As a producer of my own copyrighted material it feels almost foolhardy for me to say that much of copyright law is weird and nonsensical and serves people in ways it was never intended. One clear example of that comes in the form of Carlos Condit and the lawsuit he unwittingly found himself at the center of. Readers may remember that way back in November of 2012, Condit’s tattoo artist filed a lawsuit against video game developer THQ over his work being featured in their new UFC video game; and more importantly, over the artist not being compensated for his work being featured in said video game. As a piece of artwork, the design of a tattoo technically belongs to the artist, in a way that is usually reasonable (protection against someone taking a design you created and claiming it as their own, for instance), but in cases like this, gets really kind of weird and creepy.
So weird and creepy (and potentially litigious) in fact, that EA has decided to say to hell with it and erase the tattoo from Condit’s digital body.

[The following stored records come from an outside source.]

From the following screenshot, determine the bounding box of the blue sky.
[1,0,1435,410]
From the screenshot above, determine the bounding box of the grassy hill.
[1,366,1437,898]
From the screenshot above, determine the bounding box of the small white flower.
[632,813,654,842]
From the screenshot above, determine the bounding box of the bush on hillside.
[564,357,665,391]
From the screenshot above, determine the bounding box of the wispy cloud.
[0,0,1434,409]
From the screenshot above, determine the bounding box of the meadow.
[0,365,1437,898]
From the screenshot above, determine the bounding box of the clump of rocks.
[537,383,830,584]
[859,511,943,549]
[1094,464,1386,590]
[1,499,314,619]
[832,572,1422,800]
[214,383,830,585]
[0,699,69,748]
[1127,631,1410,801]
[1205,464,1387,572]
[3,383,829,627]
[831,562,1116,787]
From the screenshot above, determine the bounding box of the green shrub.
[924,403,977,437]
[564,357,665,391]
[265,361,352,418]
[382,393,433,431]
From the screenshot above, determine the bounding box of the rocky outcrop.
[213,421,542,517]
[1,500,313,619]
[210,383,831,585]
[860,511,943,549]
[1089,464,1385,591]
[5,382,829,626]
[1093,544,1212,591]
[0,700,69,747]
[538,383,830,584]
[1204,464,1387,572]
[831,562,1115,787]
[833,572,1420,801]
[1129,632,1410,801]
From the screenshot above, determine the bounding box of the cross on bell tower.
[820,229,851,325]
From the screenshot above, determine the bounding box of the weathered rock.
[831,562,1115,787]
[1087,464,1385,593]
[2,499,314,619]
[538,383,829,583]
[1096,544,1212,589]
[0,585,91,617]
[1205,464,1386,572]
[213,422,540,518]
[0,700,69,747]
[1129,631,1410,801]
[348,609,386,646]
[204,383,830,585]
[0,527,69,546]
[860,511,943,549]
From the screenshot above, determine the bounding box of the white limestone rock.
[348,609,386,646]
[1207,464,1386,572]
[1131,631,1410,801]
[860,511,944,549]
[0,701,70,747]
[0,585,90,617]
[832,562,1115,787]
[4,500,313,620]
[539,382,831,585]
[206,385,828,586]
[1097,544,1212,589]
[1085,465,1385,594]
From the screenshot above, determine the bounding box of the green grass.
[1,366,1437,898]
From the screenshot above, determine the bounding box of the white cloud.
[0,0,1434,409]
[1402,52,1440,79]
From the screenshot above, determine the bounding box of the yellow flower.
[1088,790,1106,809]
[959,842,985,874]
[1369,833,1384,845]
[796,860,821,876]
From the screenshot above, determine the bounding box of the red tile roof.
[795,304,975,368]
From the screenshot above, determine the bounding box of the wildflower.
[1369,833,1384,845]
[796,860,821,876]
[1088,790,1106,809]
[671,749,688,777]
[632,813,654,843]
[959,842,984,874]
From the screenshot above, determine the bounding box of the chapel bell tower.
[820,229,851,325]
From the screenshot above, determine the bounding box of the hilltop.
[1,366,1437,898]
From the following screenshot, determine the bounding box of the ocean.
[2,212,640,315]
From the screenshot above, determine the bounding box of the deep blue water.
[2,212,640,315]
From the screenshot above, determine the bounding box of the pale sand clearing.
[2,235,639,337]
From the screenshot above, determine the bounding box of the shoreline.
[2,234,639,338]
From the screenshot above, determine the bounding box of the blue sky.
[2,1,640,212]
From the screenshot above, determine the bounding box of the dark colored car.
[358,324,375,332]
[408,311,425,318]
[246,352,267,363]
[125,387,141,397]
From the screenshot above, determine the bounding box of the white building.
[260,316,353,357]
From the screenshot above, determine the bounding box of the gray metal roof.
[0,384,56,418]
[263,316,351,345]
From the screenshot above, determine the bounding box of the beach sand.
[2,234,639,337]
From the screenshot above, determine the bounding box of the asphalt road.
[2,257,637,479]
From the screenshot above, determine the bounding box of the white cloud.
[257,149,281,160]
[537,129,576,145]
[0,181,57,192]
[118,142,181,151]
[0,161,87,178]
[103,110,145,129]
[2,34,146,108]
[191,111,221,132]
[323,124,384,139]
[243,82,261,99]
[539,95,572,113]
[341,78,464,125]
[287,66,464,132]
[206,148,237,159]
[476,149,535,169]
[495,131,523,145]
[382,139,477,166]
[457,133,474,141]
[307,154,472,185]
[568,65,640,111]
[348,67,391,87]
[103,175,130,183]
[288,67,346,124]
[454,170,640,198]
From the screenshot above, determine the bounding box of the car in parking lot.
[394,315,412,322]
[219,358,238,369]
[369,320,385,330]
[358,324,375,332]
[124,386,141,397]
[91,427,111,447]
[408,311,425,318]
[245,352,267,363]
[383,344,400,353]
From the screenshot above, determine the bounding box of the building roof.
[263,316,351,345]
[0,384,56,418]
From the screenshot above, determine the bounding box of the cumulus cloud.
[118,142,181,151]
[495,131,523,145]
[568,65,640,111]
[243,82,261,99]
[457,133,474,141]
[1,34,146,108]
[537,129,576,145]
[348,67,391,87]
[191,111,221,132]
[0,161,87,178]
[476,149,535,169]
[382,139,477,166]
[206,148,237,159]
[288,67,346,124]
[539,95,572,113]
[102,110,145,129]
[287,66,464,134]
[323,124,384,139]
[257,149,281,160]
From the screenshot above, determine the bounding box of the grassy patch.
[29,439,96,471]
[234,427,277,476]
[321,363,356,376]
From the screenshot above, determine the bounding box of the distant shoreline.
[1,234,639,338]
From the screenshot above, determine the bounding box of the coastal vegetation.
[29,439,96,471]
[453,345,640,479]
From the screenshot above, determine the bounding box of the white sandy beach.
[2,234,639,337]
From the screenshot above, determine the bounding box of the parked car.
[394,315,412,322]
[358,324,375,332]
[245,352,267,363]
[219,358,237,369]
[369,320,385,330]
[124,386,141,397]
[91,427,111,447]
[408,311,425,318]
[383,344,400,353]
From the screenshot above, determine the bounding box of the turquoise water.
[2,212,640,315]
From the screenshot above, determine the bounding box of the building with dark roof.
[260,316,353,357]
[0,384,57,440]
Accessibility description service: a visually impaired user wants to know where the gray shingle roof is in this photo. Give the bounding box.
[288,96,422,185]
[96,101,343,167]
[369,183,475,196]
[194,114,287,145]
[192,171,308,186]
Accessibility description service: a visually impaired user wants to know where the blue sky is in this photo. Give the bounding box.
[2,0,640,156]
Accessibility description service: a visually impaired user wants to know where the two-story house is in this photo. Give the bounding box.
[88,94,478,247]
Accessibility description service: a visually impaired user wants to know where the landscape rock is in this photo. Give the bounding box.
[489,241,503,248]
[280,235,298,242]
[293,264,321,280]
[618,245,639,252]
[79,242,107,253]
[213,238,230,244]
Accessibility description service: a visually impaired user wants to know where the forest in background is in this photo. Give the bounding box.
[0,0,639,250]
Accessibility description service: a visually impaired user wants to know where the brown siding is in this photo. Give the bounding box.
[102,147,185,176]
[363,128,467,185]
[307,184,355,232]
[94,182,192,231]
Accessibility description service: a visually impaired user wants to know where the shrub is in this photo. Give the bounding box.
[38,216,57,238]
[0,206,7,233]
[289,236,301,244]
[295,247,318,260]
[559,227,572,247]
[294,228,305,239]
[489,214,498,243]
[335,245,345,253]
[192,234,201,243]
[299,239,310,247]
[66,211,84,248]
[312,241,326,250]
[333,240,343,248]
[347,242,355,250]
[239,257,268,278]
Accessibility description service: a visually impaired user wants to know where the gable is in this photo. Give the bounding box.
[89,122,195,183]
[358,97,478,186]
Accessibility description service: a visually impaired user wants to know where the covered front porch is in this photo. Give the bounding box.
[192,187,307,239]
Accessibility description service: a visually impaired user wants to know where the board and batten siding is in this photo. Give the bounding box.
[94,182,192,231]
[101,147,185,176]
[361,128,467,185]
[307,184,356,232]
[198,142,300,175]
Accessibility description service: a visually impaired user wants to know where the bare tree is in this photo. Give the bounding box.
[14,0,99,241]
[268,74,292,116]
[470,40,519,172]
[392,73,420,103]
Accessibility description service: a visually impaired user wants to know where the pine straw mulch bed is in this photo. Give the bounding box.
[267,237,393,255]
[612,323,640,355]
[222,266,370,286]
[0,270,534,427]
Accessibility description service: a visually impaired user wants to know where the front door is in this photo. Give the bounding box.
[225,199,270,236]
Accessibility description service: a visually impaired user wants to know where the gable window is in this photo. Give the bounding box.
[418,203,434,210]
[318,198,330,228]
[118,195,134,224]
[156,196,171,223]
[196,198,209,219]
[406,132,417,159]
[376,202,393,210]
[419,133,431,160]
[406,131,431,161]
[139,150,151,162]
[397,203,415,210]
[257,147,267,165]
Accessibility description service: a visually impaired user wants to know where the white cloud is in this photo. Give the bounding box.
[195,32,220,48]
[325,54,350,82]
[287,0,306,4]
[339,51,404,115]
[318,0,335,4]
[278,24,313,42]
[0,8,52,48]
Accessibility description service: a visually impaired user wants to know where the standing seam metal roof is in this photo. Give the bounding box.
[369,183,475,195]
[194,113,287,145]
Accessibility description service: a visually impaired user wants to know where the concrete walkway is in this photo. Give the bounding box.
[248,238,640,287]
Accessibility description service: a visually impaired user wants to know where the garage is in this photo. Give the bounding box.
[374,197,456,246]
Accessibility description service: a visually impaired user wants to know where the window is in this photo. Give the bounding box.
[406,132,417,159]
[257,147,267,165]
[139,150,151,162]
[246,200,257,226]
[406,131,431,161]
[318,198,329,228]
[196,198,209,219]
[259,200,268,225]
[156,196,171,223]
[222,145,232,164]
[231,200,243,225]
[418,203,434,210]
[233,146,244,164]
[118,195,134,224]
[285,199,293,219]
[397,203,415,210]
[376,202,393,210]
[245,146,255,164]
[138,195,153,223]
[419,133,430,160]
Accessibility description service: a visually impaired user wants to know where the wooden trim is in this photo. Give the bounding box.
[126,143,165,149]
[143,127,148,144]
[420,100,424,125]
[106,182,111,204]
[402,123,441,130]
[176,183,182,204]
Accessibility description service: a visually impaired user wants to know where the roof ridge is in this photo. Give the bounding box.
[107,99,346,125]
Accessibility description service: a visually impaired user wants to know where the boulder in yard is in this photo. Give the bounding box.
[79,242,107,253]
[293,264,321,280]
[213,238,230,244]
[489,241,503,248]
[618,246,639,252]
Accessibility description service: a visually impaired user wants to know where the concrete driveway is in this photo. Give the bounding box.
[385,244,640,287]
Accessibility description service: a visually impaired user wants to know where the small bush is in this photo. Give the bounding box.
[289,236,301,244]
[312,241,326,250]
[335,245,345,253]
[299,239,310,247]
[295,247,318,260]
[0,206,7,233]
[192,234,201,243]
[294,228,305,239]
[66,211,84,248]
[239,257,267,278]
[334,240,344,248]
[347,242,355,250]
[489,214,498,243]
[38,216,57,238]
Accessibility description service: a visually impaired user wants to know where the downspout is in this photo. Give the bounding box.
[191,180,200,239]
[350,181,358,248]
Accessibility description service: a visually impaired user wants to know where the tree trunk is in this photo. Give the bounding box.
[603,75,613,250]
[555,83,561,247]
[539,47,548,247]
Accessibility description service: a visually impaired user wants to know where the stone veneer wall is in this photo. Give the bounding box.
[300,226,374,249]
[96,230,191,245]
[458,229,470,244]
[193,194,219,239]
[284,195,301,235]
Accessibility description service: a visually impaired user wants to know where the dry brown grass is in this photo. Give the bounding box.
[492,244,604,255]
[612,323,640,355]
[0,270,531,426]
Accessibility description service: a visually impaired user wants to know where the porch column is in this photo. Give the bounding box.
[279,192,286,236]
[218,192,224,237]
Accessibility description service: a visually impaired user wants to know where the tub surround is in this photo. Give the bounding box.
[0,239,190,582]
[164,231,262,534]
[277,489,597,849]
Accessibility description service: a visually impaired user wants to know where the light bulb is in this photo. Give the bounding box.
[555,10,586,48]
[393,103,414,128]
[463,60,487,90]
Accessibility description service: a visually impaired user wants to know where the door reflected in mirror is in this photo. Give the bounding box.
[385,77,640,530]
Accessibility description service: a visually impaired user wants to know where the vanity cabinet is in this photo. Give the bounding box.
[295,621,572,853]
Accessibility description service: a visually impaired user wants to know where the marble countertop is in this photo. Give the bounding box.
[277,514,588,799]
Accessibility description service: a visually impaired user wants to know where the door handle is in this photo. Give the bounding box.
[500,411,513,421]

The Wall Street Journal reports that EA sports will not be including Condit’s lion tattoo emblazoned across his ribs despite the fact that they have apparently successfully jumped through similar hoops for their Madden franchise of video games and are “comfortable with the process” of obtaining licensing rights.
The first major case of tattoo copyright litigation came against the Warner Bros. film The Hangover Part II, and it’s use of Mike Tyson’s signature face tattoo on someone other than Mike Tyson. The artist, S. Victor Whitmill, sued Warner Bros and the case was eventually settled out of court, although the studio was apparently prepared to digitally erase the tattoo from all DVD versions if need be.
Condit’s artist, Chris Escobedo, claims that “they’re doing it without consulting the original artists, and that’s what makes it illegal.” Even within the tattoo indsutry, opinion is fairly divided and some artists claim that they’re a lot less likely to get high end clients if they try and get litigious with their work. Either way, it’s a definite gray area and for better or worse, Carlos Condit is one of the public figures stuck in the middle.